Eric Stuteville

Personal information
- Born: February 6, 1995 (age 31)
- Listed height: 6 ft 11 in (2.11 m)
- Listed weight: 256 lb (116 kg)

Career information
- High school: Casa Roble (Orangevale, California)
- College: Sacramento State (2013–2017)
- NBA draft: 2017: undrafted
- Playing career: 2017–2021
- Position: Center

Career history
- 2017–2019: Northern Arizona Suns
- 2019–2020: Kangoeroes Mechelen
- 2020: Alytus Dzūkija
- 2021: Erie BayHawks

= Eric Stuteville =

American basketball player (born 1995)

Eric Stuteville (born February 6, 1995) is an American former professional basketball player. He competed in college at California State University, Sacramento (Sacramento State).

==High school career==
His father Shannon played basketball for NAIA Langston University in Oklahoma while his mother, Kristine played for UC Berkeley. Stuteville's brother Mason plays for Park University. Eric Stuteville began playing organized basketball as a freshman at Casa Roble High School. He had a growth spurt the following year, growing from 6-foot-1 to 6-foot-7. Stuteville joined NorCal Pharaohs of AAU play. As a senior, he led Casa Roble to a 23–9 record and a berth in the California Interscholastic Federation (CIF) Division III State Championships while averaging 21.7 points and 12.3 rebounds per game. Stuteville was named co-MVP of the Capital Valley League, first team all-league, and first team all-Metro.

==College career==
As a senior at Sacramento State, Stuteville averaged 11.6 points, 6.3 rebounds and 1.5 blocks while shooting 63.2 percent, a single season Hornets record. Over the course of his career, he set the Sacramento State record for games played (125) and was 14th in points scored (1,013). He became the first center in school history to score 1,000 points.

==Professional career==
Stuteville played for the Sacramento Kings in the NBA Summer League, becoming the first former Sacramento State player to compete in the Summer League. He was selected first overall in the 2017 NBA G League Draft by the Northern Arizona Suns. Stuteville did not play much for the Suns at first but began to develop a rhythm as the season progressed and improved defensively.
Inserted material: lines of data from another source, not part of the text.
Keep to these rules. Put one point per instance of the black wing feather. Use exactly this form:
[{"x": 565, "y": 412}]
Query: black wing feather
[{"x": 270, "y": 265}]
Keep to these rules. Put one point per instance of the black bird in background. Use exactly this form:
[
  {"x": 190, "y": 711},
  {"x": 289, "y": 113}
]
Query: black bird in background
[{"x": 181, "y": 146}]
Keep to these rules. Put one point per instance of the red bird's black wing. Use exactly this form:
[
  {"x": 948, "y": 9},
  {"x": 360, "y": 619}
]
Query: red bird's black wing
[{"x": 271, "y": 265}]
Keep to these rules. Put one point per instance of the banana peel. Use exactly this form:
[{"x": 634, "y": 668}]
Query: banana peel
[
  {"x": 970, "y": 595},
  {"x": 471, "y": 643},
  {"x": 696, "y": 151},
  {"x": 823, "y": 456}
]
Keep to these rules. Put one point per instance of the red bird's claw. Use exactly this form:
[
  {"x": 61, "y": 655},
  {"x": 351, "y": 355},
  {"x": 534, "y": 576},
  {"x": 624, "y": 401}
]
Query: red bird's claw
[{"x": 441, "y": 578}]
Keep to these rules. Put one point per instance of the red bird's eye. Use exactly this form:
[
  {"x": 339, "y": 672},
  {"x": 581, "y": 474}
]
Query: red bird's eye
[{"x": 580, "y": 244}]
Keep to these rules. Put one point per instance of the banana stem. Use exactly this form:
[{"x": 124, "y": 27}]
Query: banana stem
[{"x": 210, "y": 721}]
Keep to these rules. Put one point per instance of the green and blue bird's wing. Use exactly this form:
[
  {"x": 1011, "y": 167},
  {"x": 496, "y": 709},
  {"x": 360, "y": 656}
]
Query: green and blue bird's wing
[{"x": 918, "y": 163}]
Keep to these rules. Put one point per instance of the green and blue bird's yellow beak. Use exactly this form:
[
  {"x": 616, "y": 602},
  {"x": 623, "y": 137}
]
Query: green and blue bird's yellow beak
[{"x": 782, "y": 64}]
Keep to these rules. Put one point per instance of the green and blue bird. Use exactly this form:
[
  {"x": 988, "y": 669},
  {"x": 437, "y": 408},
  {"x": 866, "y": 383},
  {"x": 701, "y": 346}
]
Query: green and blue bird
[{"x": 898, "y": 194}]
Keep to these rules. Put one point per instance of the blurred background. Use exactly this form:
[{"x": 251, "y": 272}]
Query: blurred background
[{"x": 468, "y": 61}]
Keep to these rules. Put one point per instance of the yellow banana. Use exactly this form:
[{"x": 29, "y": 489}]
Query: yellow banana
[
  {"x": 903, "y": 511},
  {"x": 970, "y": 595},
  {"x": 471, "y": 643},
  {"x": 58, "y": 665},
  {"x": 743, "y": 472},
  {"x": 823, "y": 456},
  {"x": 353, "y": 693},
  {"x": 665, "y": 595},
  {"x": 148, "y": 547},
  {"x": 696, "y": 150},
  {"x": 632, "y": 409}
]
On September 24, 2019, Stuteville signed with Kangoeroes Mechelen of the Pro Basketball League (DBL). In 2020, he signed with Alytus Dzūkija of the Lithuanian Basketball League. In two games, Stuteville averaged 2.5 points per game. His contract was terminated on October 29, 2020.

On March 1, 2021, Stuteville signed with the Erie BayHawks of the NBA G League.